What’s Government Done For You Lately?

Here is the core error of the 20th century: the belief that government can accomplish anything with enough intelligence, resources, and power. It afflicted regimes all over the world from Lenin’s 100 years ago to Obama’s today (and this will also be true of any probable successor). This theory built massive bureaucracies, justified vast wars, and drove the creation a legal and regulatory apparatus of unprecedented imperial reach.

The faith survives today, though with ever less conviction. Failure after failure has even sown doubts among ruling-class intellectuals and mainstream politicians. But because so much of the state apparatus – and the strategies that collect money from the public to fund it – are based on this model, a shift away from the paradigm will not come easily.

This, of course, is the central problem with David Rotman’s MIT Technology Review article promoting a small tweak to traditional top down economic planning as if it were a wholesale change instead of an exercise in relabeling:

[Dani] Rodrik [an economist at Harvard’s John F. Kennedy School of Government] said in an interview that while “unfortunately” we’re stuck with the label “industrial policy,” today’s versions are very different from ones conceived decades ago. Rather than singling out a specific sector—say, aerospace or steel manufacturing—for support with large investments and tax incentives, new thinking suggests working across sectors to achieve a desired goal such as addressing climate change, using tools such as carbon pricing…

Take, for example, the failure of the solar company Solyndra. It is often held up as the kind of thing that occurs when government picks winners. But, writes Rodrik, Solyndra failed largely because competing technologies got much cheaper. Such outcomes are not necessarily an indictment of industrial policies. The real problem, Rodrik argues: the U.S. Department of Energy loan guarantee program that supported the solar company had a mixed set of goals, from creating jobs to competing with China to helping fund new energy technologies. What’s more, it did not properly define procedures for evaluating the progress of potential loan recipients and, importantly, terminating support to those companies when appropriate. Instead, according to Rodrik, in the absence of such rules, money was lent to Solyndra for political reasons…

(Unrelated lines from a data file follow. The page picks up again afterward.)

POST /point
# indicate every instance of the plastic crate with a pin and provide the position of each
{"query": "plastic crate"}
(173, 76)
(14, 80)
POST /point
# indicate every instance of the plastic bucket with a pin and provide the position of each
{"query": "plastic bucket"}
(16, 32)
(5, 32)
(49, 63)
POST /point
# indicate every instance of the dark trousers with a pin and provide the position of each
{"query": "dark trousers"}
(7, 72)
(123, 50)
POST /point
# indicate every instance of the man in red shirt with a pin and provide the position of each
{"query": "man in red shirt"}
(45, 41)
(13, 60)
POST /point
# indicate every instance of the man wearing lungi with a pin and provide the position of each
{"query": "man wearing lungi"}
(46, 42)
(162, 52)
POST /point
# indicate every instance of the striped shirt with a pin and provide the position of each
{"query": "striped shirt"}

The problem with Solyndra, then, was a mixed set of explicitly political goals applied to a specific sector subject to intense competition. The solution to such bad industrial policy is to apply explicitly political impediments to all economic activity. The competition will then be for government favors, like suspending the Obamacare cadillac tax.

No more picking winners and losers, no siree, we’ll just apply general taxes on carbon the government will conjure a ‘market’ in carbon. Do you believe it will be politically neutral, remain focused on the single problem, and with properly defined procedures for evaluating the continuing necessity for the market? I.e., that the bureaucrats running the scheme will ever even look for reasons to suspend it? If so, you must believe that Obamacare has fulfilled its promises.

It’s so simple, just find a big ‘social problem’ with dozens, or hundreds, of different causes and impose a single 2,000 page solution. I don’t know why we didn’t think of this approach to solve the obesity epidemic. We’ll just put nutrition labels on candy machines, ban soft drinks over 16 ounces and move toward taxing calories.

That this is still picking winners and losers, such as Warren Buffet’s wind farms versus Peabody Coal’s entire business, seems not to occur to these capos of industry.